I began by duplicating the broken reversing lever on the No2 motor.

I had some scrap steel plate with the same thickness as the lever.

From this I filed and drilled out a new lever.


The broken reversing lever ready to be traced out onto the steel plate.

Notice the boss from an old road wheel. This will be shaped and used to hold the

lever onto the motor plate and form the bearing for the final output shaft.


Filing the lever. It took ages but is always worth the effort.


The pinion has been pressed into the new lever. The hole was made just too small

and the vice was used to squeeze it into place. The boss has been shaped as well.


The retaining boss is peened over the end hole of the reversing lever on original motors.

I found this impossible to get right and the metal on the boss kept on cracking off.

I had to shape another one and I ended up soldering it to the lever!

Next I cut to shape and soldered the retaining clip from thin steel sheet to the plate.


Next I fixed the broken mounting point in the spindle for the No1 motor.


The spring attaches to the No1 spindle via a piece of bent metal pressed into a hole in the shaft.
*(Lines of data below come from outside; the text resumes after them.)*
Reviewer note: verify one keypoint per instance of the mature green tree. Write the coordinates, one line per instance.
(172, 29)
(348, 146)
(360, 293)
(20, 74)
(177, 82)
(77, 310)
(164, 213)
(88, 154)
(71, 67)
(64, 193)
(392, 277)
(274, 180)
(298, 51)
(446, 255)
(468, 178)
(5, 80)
I tried duplicating the same method, but I ended up drilling out the hole just a bit larger and used 

a m3 bolt to anchor the spring. It works fine and is probably more reliable.


Next all the painted parts were cleaned in caustic soda.

I cleaned all of the gears, screws, springs etc in a rust removing solution as they all had a slight surface rust.


The plates were sprayed with a primer and then Meccano dark red.

I had taken one of the plates to a paint expert to get the color matched before stripping them!